La réconciliation en tout et par la vie. Jésus accorde cette promesse absolue de vivre. Jésus forme l’Alliance. Il entre dans l’eau de la Terre et de l’humanité. Il fonde pour toujours ce qui ne peut être corrompu, l’Amour.

L’être humain peut se reposer en ce baptême qu’il reçoit. La dualité prend fin. Le bien et le mal sépare l’humanité. La guerre, la pauvreté, l’injustice, la loi du plus fort, ce qui blesse l’enfant, cette puissance gagnée par la souffrance de l’autre, s’éteint dans le baptême.

C’est facile de faire du mal. Il suffit de frapper. Mais, faire le bien exige un engagement profondément humain. C’est ça la récompense, être profondément humain. Être dans l’Amour, le connaître. C’est la promesse de la naissance scellée par le baptême.

Les richesses matérielles accumulées ne sont que par l’appauvrissement de la majorité. Prendre la part de pain réservée à autrui. Il manque une chose fondamentale dans l’enrichissement : la vie. Elle est mise de côté, devient un moyen, mais elle ne s’immerge pas dans l’eau. Le corps, oui. C’est lui qui est précieux. Celui qui s’incarne. L’énergie merveilleuse de la vie. Elle ne possède pas de valeur marchande. On ne plonge pas dans le Jourdain un compte en banque.

L’invention de l’argent comme arme politique transforme l’économie en quelque chose d’inhumain.
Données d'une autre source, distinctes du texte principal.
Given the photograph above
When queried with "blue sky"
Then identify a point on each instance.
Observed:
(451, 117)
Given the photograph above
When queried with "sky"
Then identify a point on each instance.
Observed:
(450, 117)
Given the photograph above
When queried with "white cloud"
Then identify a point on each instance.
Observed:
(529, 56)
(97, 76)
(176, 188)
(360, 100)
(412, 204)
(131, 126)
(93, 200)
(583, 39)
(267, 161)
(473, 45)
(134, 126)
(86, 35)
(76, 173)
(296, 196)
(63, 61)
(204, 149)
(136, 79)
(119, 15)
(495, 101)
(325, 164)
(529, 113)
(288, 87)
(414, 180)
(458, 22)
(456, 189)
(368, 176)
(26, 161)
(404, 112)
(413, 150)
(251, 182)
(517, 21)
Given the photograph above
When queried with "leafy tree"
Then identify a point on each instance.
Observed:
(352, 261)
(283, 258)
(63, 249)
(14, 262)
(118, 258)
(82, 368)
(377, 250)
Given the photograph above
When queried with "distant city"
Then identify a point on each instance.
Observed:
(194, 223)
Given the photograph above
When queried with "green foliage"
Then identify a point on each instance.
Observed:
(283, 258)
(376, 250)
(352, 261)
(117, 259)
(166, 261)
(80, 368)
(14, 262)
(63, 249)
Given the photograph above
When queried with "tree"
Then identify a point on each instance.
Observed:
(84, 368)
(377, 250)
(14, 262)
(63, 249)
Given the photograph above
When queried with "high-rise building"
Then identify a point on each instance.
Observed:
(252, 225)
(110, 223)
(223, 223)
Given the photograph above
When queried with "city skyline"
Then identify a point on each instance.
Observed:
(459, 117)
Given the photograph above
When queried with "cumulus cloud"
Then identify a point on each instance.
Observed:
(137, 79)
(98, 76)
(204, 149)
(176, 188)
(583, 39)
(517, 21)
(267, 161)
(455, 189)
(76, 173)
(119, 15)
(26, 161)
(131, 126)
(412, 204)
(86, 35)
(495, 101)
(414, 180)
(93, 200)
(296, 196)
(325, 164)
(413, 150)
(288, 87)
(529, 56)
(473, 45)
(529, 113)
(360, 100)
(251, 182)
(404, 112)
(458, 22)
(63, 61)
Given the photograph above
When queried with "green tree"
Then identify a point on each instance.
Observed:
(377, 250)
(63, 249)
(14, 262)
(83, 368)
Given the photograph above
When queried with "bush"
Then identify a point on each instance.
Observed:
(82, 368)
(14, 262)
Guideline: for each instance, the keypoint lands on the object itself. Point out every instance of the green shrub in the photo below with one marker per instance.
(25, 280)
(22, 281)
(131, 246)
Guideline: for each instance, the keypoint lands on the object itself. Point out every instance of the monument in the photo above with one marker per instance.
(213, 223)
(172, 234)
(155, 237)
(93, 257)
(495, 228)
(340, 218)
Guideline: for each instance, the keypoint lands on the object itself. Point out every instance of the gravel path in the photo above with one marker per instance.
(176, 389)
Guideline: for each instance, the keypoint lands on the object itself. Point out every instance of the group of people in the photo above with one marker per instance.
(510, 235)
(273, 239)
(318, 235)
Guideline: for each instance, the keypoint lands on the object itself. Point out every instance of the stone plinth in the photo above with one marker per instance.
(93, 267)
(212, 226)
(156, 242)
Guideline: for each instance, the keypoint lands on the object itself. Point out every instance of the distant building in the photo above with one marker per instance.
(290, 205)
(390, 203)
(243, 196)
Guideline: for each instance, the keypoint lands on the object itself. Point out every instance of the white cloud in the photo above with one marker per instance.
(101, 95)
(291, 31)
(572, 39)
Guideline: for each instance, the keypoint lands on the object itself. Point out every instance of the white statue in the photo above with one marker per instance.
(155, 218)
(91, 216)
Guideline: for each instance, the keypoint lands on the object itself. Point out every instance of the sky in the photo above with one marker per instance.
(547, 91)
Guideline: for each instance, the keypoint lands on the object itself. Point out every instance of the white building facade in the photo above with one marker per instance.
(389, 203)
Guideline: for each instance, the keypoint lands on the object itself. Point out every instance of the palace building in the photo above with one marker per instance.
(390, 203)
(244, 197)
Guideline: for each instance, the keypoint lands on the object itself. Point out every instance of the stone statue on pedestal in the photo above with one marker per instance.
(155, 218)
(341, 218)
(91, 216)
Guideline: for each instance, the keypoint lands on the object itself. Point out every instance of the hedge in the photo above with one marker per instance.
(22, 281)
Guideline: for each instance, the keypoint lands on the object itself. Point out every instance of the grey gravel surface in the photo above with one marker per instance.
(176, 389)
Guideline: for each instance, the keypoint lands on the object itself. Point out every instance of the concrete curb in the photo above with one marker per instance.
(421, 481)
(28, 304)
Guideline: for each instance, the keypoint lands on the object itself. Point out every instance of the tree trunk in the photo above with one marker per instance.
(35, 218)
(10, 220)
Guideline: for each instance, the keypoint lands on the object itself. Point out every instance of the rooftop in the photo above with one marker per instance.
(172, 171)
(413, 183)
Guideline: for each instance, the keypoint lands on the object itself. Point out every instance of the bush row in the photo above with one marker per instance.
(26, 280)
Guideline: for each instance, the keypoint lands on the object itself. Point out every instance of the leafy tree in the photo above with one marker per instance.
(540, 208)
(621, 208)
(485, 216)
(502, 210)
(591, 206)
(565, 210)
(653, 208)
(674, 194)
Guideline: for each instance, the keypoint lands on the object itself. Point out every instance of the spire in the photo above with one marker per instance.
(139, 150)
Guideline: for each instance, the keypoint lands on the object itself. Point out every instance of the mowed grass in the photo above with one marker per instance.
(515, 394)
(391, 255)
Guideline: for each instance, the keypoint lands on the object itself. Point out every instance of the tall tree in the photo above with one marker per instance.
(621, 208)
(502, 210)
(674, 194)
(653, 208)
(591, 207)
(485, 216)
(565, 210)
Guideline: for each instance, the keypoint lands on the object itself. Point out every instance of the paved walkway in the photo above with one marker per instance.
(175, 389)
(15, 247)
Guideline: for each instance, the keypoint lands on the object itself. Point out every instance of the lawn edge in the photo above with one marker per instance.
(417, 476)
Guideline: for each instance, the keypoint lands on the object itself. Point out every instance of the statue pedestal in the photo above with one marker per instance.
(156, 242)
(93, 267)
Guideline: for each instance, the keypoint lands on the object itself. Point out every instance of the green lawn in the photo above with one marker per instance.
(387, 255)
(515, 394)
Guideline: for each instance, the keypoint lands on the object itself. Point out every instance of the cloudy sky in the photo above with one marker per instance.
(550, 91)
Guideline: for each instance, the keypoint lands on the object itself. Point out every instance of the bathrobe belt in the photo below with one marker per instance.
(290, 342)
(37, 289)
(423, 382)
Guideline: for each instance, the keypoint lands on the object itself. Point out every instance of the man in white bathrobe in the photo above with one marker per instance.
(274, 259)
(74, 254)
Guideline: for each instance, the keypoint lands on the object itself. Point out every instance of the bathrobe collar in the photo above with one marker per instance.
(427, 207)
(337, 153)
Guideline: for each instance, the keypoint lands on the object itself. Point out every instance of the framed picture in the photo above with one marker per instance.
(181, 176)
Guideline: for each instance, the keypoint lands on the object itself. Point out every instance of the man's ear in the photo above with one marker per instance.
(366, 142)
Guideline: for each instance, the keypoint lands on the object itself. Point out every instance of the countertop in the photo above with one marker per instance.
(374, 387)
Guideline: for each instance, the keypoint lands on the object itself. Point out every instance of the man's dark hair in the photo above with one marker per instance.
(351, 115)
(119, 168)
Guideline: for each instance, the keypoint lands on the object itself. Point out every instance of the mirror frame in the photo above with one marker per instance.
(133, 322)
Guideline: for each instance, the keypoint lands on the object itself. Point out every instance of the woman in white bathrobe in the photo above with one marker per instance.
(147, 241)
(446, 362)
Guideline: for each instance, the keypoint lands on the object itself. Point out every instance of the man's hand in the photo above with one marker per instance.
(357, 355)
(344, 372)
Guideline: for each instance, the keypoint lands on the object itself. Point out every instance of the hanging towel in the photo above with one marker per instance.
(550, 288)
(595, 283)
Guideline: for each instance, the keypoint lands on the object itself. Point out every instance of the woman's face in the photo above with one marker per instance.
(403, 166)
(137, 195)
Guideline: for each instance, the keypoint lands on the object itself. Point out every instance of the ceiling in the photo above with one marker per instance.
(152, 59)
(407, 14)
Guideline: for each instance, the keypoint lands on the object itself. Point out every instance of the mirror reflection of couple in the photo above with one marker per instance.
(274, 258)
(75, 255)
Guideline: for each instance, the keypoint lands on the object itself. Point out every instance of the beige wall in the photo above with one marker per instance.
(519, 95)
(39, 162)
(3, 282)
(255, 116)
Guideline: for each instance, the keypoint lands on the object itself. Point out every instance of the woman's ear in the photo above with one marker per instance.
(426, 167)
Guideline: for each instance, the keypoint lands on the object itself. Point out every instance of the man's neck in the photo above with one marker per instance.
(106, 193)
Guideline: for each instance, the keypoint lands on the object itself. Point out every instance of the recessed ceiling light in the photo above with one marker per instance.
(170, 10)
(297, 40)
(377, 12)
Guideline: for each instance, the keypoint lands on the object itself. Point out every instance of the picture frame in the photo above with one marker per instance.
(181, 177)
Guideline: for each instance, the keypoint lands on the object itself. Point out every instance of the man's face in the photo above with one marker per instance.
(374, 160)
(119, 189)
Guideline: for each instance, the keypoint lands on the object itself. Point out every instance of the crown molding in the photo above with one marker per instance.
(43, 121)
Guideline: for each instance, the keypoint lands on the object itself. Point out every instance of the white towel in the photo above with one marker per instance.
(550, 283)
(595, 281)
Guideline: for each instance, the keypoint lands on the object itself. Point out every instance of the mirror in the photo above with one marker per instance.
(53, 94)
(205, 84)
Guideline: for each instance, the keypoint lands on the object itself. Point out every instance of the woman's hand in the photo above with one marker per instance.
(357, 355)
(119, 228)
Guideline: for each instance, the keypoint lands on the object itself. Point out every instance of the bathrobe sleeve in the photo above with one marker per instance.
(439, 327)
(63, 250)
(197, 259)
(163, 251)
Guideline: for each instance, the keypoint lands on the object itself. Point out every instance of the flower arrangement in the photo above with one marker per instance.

S’immerger, revenir à la source, avoir confiance en la vie par le baptême. Se donner à Dieu comme il s’est donné à nous. Ce qui fait que l’humain reçoit. Nous recevons la vie. Nous recevons la possibilité de vivre : la lumière, l’eau, l’air, la terre. Cherchons à préserver ce que l’on reçoit. C’est la valeur du bien commun.

©️ Fédora Hélène

Ce que nous pouvons faire pour protéger la paix universelle, pour tous, nos mains ne savent déjà. Elles sont enseignées par la terre qu’elles touchent, par l’eau qu’elles recueillent.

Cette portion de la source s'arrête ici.